What key considerations should guide experimental design for ABCA9 studies?

Effective ABCA9 studies require careful experimental design considerations:

Biological Context Optimization:

• Cell type selection: Choose models with physiologically relevant ABCA9 expression (cardiac cells, brain-derived cells, macrophages) or compare across a panel of cell types.

• Differentiation state: For monocyte/macrophage studies, carefully control and document differentiation stages, as ABCA9 expression changes dramatically during this process.

• Lipid environment: Consider how experimental conditions affect cellular lipid status, which can regulate ABCA9 expression (cholesterol loading downregulates ABCA9).

Technical Parameter Optimization:

• Antibody selection: Choose antibodies validated for your specific application; different antibodies may be optimal for Western blot (1:500-1:2000) versus IHC (1:2500-1:5000).

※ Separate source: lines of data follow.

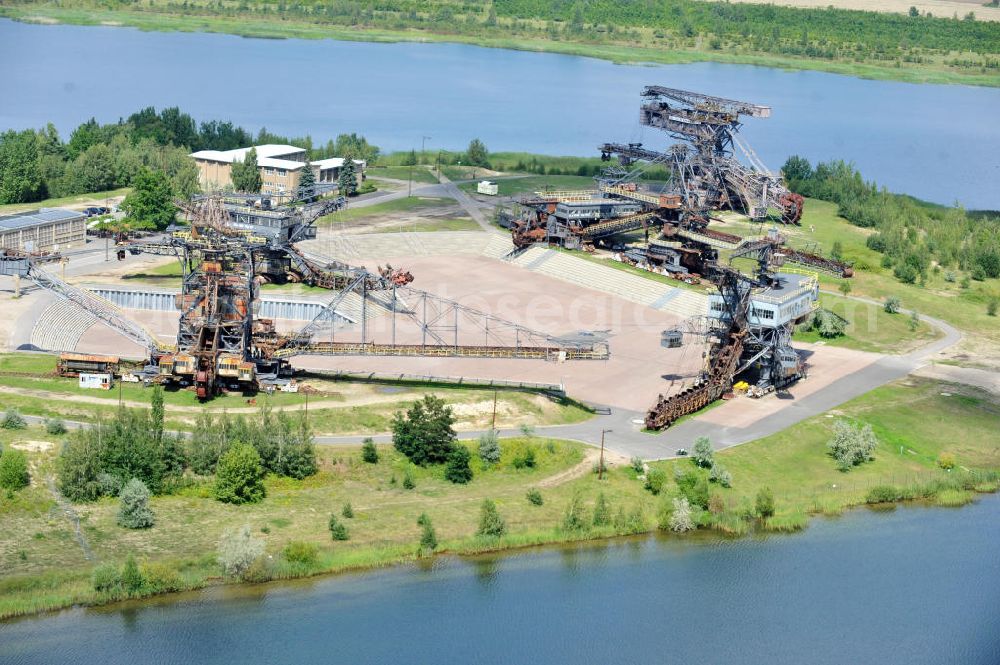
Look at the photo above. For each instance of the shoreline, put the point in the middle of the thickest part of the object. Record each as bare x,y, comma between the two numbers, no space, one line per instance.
391,557
619,54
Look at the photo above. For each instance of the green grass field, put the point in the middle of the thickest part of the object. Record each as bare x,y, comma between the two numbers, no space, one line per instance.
419,173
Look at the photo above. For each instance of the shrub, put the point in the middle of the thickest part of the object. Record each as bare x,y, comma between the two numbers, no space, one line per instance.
428,538
681,519
574,519
702,454
105,578
369,453
55,426
720,475
602,512
134,511
655,480
337,530
299,552
764,503
12,419
238,551
408,483
458,470
489,448
490,521
239,477
425,435
946,461
132,580
14,470
851,445
524,459
883,494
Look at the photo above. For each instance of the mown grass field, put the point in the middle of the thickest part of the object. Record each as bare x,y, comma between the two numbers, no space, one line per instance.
43,565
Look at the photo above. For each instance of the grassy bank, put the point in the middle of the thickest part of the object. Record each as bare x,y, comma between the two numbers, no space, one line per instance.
197,18
44,567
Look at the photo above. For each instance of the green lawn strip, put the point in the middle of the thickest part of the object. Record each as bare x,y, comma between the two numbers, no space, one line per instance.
419,173
164,19
871,328
914,423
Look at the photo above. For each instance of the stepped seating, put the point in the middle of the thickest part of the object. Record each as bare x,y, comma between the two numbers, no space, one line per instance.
633,288
61,326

• Sample preparation: For membrane proteins like ABCA9, extraction methods significantly impact detection success.

• Controls design: Include both positive controls (tissues/cells with known expression) and negative controls (knockdown/knockout samples where possible).

Experimental Design Framework:

• Hypothesis-driven approach: Clearly define how ABCA9 may function in your system of interest.

• Power analysis: Ensure sufficient replication to detect biologically meaningful changes.

• Temporal considerations: Plan time-course experiments when studying dynamic processes like differentiation.

• Multi-level validation: Confirm key findings using complementary techniques or different antibodies.